STRASBOURG—Austria’s Chancellor Sebastian Kurz addressed the issue of the fight against anti-Semitism and anti-Zionism during a speech reviewing his country’s six-month presidency of the European Union.
Addressing the European Parliament plenary session in Strasbourg on Tuesday, Kurz said : ‘’Finally, it is important for me personally to address an issue which is crucial to us as Republic of Austria, namely the fight against anti-Semitism and anti-Zionism.’’
He recalled that he convened in November the first European conference on the fight against anti-Semitism together with all European Jewish communities.
‘’I believe that we have now set the course for future activities in this regard,’’ he added, thanking the European Commission and the EU Council for their support.
‘’I think this is important because we have a situation in which Jews feel unsafe in some countries of the European Union. As European Union, we should not simply acknowledge that but rather we should tackling it determinedly.’’
Durinng the high-level conference on the fight against antisemitism in Vienna, detailed proposals and recommendations for combating antisemitism in Europe were presented.
“Antisemitism and anti-Zionism are getting blurred, but they are two sides of the same coin,” Kurz said during his address to the conference.“As Austrians, we have to be honest when we look back at our past – as Austria was not only a victim but also a perpetrator – but we must also look ahead to the future. We can’t undo history, but we can do justice to our history.”
The recommendations, which it is hoped will be adopted by the EU and by national governments, include adopting the International Holocaust Remembrance Alliance’s Working Definition of Antisemitism; the appointment by EU countries of a special commissioner for combating antisemitism; a commitment of a percentage of GDP annually to fighting antisemitism; barring antisemites from political parties and public office; committing financial and other resources to guaranteeing security for Jewish communities in Europe; making Internet companies liable for antisemitic content on their platforms; and advising companies not to do business with countries or organizations that support antisemitism in any way.
Kurz said that he hoped that the definition of antisemitism and the conclusions presented at the conference will ensure Jewish safety in Austria, Europe and beyond.
Following Austria’s initiative, the European Council of Justice and Interior Ministers approved in December the first EU declaration on the fight against antisemitism and the development of a common security approach to better protect Jewish communities and institutions in Europe.

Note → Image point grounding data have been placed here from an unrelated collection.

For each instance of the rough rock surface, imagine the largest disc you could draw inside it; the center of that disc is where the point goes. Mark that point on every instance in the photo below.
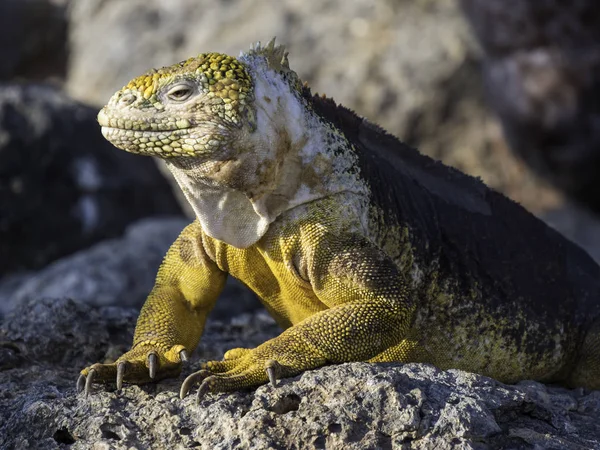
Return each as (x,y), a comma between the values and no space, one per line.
(349,406)
(62,185)
(33,39)
(116,272)
(542,76)
(410,66)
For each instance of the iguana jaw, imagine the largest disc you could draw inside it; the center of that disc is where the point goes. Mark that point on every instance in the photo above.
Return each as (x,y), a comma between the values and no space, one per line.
(270,152)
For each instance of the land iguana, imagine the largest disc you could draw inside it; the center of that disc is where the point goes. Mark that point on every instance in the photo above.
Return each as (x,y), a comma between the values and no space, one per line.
(360,247)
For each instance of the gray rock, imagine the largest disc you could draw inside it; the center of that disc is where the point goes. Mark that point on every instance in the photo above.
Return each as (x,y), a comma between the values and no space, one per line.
(116,272)
(542,76)
(411,67)
(33,39)
(349,406)
(62,185)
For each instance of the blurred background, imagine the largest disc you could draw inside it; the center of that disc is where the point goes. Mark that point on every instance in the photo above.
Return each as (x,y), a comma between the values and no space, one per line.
(506,90)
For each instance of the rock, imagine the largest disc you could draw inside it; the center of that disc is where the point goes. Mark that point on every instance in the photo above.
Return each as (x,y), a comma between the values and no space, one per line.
(579,225)
(411,67)
(347,406)
(116,272)
(62,185)
(542,77)
(33,39)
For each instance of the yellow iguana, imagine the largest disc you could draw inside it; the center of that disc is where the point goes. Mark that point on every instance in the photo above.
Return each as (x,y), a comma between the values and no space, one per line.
(360,247)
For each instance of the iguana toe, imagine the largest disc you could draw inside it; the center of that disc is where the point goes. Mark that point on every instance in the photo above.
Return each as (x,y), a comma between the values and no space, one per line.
(245,369)
(143,364)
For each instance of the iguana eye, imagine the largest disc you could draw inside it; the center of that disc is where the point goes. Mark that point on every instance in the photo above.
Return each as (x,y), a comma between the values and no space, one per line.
(180,93)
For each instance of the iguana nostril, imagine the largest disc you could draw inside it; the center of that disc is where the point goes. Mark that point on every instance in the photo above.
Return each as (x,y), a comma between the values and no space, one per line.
(126,100)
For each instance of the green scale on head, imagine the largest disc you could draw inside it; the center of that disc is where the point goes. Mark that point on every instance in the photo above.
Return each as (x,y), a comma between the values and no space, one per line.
(212,85)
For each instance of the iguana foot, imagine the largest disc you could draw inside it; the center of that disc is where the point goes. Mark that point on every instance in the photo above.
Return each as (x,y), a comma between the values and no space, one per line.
(241,368)
(142,364)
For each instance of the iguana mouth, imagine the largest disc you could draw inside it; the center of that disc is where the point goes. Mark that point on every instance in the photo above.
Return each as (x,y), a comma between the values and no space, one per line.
(162,143)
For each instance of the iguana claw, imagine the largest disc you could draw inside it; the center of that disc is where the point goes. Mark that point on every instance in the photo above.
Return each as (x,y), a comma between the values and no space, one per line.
(121,368)
(88,382)
(81,382)
(184,356)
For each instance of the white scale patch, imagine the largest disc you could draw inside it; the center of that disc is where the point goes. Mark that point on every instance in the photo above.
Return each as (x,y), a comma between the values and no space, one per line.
(231,216)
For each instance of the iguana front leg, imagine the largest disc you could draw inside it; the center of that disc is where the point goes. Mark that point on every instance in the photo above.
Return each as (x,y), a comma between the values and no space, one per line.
(171,321)
(370,310)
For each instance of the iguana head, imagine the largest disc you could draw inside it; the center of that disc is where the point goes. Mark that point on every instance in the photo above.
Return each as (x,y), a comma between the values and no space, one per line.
(237,134)
(188,109)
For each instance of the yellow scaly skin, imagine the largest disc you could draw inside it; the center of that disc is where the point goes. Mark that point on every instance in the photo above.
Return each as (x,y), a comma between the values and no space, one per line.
(282,205)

In its declaration, the Council acknowledges that Jewish communities in some EU countries feel particularly vulnerable to terrorist attacks, following an increase in violent incidents in recent years. It notes that anti-Semitic hatred remains widespread, as confirmed by the 2018 Fundamental Rights Agency report on antisemitism.
The declaration invites member states to adopt and implement a holistic strategy to prevent and fight all forms of antisemitism, as part of their strategies on preventing racism, xenophobia, radicalisation and violent extremism. It calls on member states to increase their efforts to ensure security for Jewish communities, institutions and citizens.